Expression contexts
You cannot use an expression anywhere. An expression needs a context, the available contexts are:
- selection:
df.select([..])
- groupy aggregation:
df.groupby(..).agg([..])
- hstack/ add columns:
df.with_columns([..])
Syntactic sugar
The reason for such a context, is that you actually are using the Polars lazy API, even if you use it in eager. For instance this snippet:
df.groupby("foo").agg([pl.col("bar").sum()])
actually desugars to:
(df.lazy().groupby("foo").agg([pl.col("bar").sum()])).collect()
This allows Polars to push the expression into the query engine, do optimizations, and cache intermediate results.
Select context
In the select
context the selection applies expressions over columns.
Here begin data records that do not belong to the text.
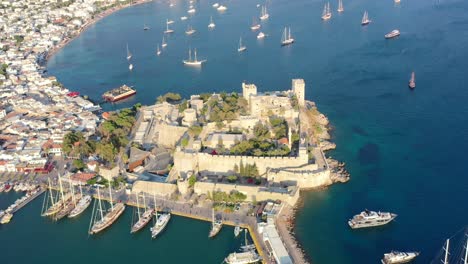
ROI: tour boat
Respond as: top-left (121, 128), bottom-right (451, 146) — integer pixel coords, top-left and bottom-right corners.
top-left (281, 28), bottom-right (294, 46)
top-left (88, 184), bottom-right (125, 235)
top-left (408, 72), bottom-right (416, 89)
top-left (127, 43), bottom-right (132, 60)
top-left (185, 25), bottom-right (196, 35)
top-left (336, 0), bottom-right (344, 13)
top-left (260, 6), bottom-right (270, 20)
top-left (322, 2), bottom-right (331, 20)
top-left (361, 11), bottom-right (372, 26)
top-left (237, 37), bottom-right (247, 52)
top-left (208, 16), bottom-right (216, 28)
top-left (182, 49), bottom-right (206, 66)
top-left (385, 29), bottom-right (400, 39)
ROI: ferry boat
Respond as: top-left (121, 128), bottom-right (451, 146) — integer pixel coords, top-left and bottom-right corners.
top-left (385, 29), bottom-right (400, 39)
top-left (237, 37), bottom-right (247, 52)
top-left (182, 49), bottom-right (206, 66)
top-left (322, 2), bottom-right (331, 20)
top-left (336, 0), bottom-right (344, 13)
top-left (381, 251), bottom-right (419, 264)
top-left (348, 209), bottom-right (397, 229)
top-left (408, 72), bottom-right (416, 89)
top-left (102, 84), bottom-right (136, 102)
top-left (260, 6), bottom-right (270, 20)
top-left (0, 212), bottom-right (13, 225)
top-left (216, 5), bottom-right (227, 12)
top-left (185, 25), bottom-right (196, 35)
top-left (281, 28), bottom-right (294, 46)
top-left (361, 11), bottom-right (372, 26)
top-left (89, 185), bottom-right (125, 235)
top-left (208, 209), bottom-right (223, 238)
top-left (67, 92), bottom-right (80, 98)
top-left (208, 16), bottom-right (216, 29)
top-left (130, 194), bottom-right (154, 234)
top-left (68, 195), bottom-right (93, 218)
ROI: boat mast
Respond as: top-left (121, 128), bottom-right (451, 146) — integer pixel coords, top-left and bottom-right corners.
top-left (444, 238), bottom-right (450, 264)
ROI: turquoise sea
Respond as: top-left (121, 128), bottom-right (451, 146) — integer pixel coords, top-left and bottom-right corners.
top-left (5, 0), bottom-right (468, 263)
The expressions in this context must produce Series
that are all
the same length or have a length of 1
.
A Series
of a length of 1
will be broadcasted to match the height of the DataFrame
.
Note that a select
may produce new columns that are aggregations, combinations of expressions, or literals.
Selection context
out = df.select(
[
pl.sum("nrs"),
pl.col("names").sort(),
pl.col("names").first().alias("first name"),
(pl.mean("nrs") * 10).alias("10xnrs"),
]
)
print(out)
shape: (5, 4)
┌─────┬───────┬────────────┬────────┐
│ nrs ┆ names ┆ first name ┆ 10xnrs │
│ --- ┆ --- ┆ --- ┆ --- │
│ i64 ┆ str ┆ str ┆ f64 │
╞═════╪═══════╪════════════╪════════╡
│ 11 ┆ null ┆ foo ┆ 27.5 │
├╌╌╌╌╌┼╌╌╌╌╌╌╌┼╌╌╌╌╌╌╌╌╌╌╌╌┼╌╌╌╌╌╌╌╌┤
│ 11 ┆ egg ┆ foo ┆ 27.5 │
├╌╌╌╌╌┼╌╌╌╌╌╌╌┼╌╌╌╌╌╌╌╌╌╌╌╌┼╌╌╌╌╌╌╌╌┤
│ 11 ┆ foo ┆ foo ┆ 27.5 │
├╌╌╌╌╌┼╌╌╌╌╌╌╌┼╌╌╌╌╌╌╌╌╌╌╌╌┼╌╌╌╌╌╌╌╌┤
│ 11 ┆ ham ┆ foo ┆ 27.5 │
├╌╌╌╌╌┼╌╌╌╌╌╌╌┼╌╌╌╌╌╌╌╌╌╌╌╌┼╌╌╌╌╌╌╌╌┤
│ 11 ┆ spam ┆ foo ┆ 27.5 │
└─────┴───────┴────────────┴────────┘
Add columns
Adding columns to a DataFrame
using with_columns
is also the selection
context.
df = df.with_columns(
[
pl.sum("nrs").alias("nrs_sum"),
pl.col("random").count().alias("count"),
]
)
print(out)
shape: (5, 6)
┌──────┬───────┬──────────┬────────┬─────────┬───────┐
│ nrs ┆ names ┆ random ┆ groups ┆ nrs_sum ┆ count │
│ --- ┆ --- ┆ --- ┆ --- ┆ --- ┆ --- │
│ i64 ┆ str ┆ f64 ┆ str ┆ i64 ┆ u32 │
╞══════╪═══════╪══════════╪════════╪═════════╪═══════╡
│ 1 ┆ foo ┆ 0.154163 ┆ A ┆ 11 ┆ 5 │
├╌╌╌╌╌╌┼╌╌╌╌╌╌╌┼╌╌╌╌╌╌╌╌╌╌┼╌╌╌╌╌╌╌╌┼╌╌╌╌╌╌╌╌╌┼╌╌╌╌╌╌╌┤
│ 2 ┆ ham ┆ 0.74 ┆ A ┆ 11 ┆ 5 │
├╌╌╌╌╌╌┼╌╌╌╌╌╌╌┼╌╌╌╌╌╌╌╌╌╌┼╌╌╌╌╌╌╌╌┼╌╌╌╌╌╌╌╌╌┼╌╌╌╌╌╌╌┤
│ 3 ┆ spam ┆ 0.263315 ┆ B ┆ 11 ┆ 5 │
├╌╌╌╌╌╌┼╌╌╌╌╌╌╌┼╌╌╌╌╌╌╌╌╌╌┼╌╌╌╌╌╌╌╌┼╌╌╌╌╌╌╌╌╌┼╌╌╌╌╌╌╌┤
│ null ┆ egg ┆ 0.533739 ┆ C ┆ 11 ┆ 5 │
├╌╌╌╌╌╌┼╌╌╌╌╌╌╌┼╌╌╌╌╌╌╌╌╌╌┼╌╌╌╌╌╌╌╌┼╌╌╌╌╌╌╌╌╌┼╌╌╌╌╌╌╌┤
│ 5 ┆ null ┆ 0.014575 ┆ B ┆ 11 ┆ 5 │
└──────┴───────┴──────────┴────────┴─────────┴───────┘
Groupby context
In the groupby
context expressions work on groups and thus may yield results of any length (a group may have many members).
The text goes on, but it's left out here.